Powerful batch conformal prediction for classification

In a supervised classification split conformal/inductive framework with $K$ classes, a calibration sample of $n$ labeled examples is observed for inference on the label of a new unlabeled example. In this work, we explore the case where a "batch" of $m$ independent such unlabeled examples is given, and a multivariate prediction set with $1-\alpha$ coverage should be provided for this batch. Hence, the batch prediction set takes the form of a collection of label vectors of size $m$, while the calibration sample only contains univariate labels. Using the Bonferroni correction consists in concatenating the individual prediction sets at level $1-\alpha/m$ (Vovk 2013). We propose a uniformly more powerful solution, based on specific combinations of conformal $p$-values that exploit the Simes inequality (Simes 1986). Intuitively, the pooled evidence of fairly "easy" examples of the batch can help provide narrower batch prediction sets.
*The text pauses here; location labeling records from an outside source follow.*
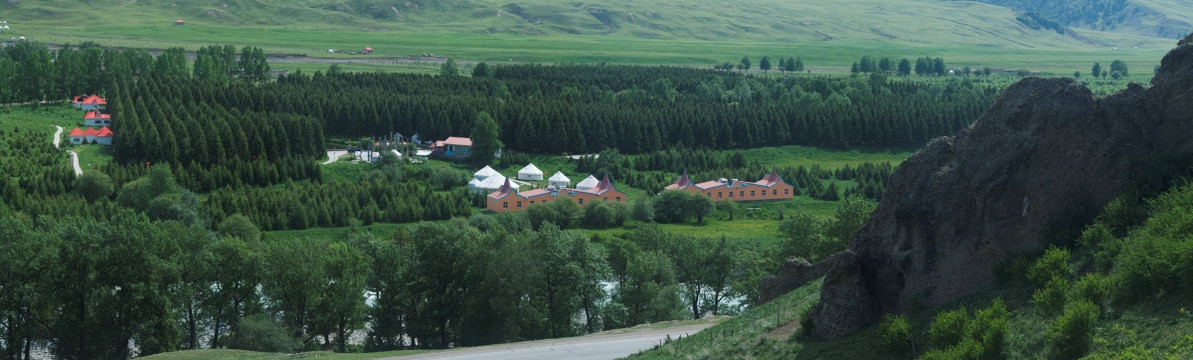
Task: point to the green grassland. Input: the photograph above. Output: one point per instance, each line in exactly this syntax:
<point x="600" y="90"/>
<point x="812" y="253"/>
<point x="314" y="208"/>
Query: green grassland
<point x="686" y="32"/>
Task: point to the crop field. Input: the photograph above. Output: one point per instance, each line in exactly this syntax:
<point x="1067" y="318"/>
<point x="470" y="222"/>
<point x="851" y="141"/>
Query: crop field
<point x="678" y="32"/>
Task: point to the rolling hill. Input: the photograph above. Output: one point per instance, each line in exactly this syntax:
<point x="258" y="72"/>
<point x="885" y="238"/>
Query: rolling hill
<point x="665" y="31"/>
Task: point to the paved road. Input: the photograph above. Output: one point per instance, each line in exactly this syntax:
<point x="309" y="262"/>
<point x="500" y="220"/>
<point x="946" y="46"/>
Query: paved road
<point x="57" y="136"/>
<point x="609" y="345"/>
<point x="74" y="157"/>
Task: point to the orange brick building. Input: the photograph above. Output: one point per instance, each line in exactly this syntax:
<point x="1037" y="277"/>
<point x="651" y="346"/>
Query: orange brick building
<point x="770" y="187"/>
<point x="510" y="199"/>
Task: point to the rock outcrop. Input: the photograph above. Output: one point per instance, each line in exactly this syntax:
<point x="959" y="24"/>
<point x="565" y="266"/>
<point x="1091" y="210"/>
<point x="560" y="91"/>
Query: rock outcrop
<point x="1043" y="159"/>
<point x="796" y="273"/>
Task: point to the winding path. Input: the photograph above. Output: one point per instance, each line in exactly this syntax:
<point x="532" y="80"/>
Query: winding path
<point x="74" y="156"/>
<point x="609" y="345"/>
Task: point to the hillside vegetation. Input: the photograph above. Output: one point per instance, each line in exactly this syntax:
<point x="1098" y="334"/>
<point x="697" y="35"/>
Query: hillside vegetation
<point x="696" y="32"/>
<point x="1141" y="17"/>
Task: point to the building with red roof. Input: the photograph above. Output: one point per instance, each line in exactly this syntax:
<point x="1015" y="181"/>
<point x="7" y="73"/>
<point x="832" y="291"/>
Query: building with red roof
<point x="92" y="103"/>
<point x="96" y="118"/>
<point x="770" y="187"/>
<point x="453" y="148"/>
<point x="510" y="199"/>
<point x="103" y="136"/>
<point x="76" y="136"/>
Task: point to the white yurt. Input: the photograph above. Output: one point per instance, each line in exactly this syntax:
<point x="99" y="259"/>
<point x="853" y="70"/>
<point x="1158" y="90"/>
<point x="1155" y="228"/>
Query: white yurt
<point x="492" y="184"/>
<point x="558" y="180"/>
<point x="530" y="173"/>
<point x="588" y="182"/>
<point x="484" y="173"/>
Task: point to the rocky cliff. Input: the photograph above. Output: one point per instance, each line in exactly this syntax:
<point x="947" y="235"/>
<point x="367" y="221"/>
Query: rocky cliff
<point x="1040" y="161"/>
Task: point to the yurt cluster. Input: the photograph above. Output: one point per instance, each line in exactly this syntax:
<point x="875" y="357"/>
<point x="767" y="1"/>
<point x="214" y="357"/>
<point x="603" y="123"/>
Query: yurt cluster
<point x="504" y="193"/>
<point x="487" y="180"/>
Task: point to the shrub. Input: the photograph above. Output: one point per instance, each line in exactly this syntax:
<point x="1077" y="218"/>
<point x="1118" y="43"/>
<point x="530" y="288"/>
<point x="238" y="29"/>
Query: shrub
<point x="989" y="328"/>
<point x="642" y="210"/>
<point x="259" y="333"/>
<point x="93" y="186"/>
<point x="1100" y="241"/>
<point x="947" y="329"/>
<point x="1093" y="287"/>
<point x="1050" y="298"/>
<point x="896" y="334"/>
<point x="968" y="348"/>
<point x="1055" y="264"/>
<point x="1069" y="336"/>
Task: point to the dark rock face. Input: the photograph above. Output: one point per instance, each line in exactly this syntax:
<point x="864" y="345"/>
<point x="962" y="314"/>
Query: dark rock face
<point x="1043" y="156"/>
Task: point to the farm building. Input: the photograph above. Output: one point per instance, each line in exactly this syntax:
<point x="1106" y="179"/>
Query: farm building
<point x="90" y="103"/>
<point x="558" y="180"/>
<point x="530" y="173"/>
<point x="453" y="148"/>
<point x="507" y="198"/>
<point x="588" y="182"/>
<point x="770" y="187"/>
<point x="103" y="136"/>
<point x="96" y="118"/>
We also introduced adaptive versions of the novel procedure that are particularly effective when the batch prediction set is expected to be large. The theoretical guarantees are provided when all examples are iid, as well as more generally when iid is assumed only conditionally within each class. In particular, our results are also valid under a label distribution shift since the distribution of the labels need not be the same in the calibration sample and in the new `batch'. The usefulness of the method is illustrated on synthetic and real data examples.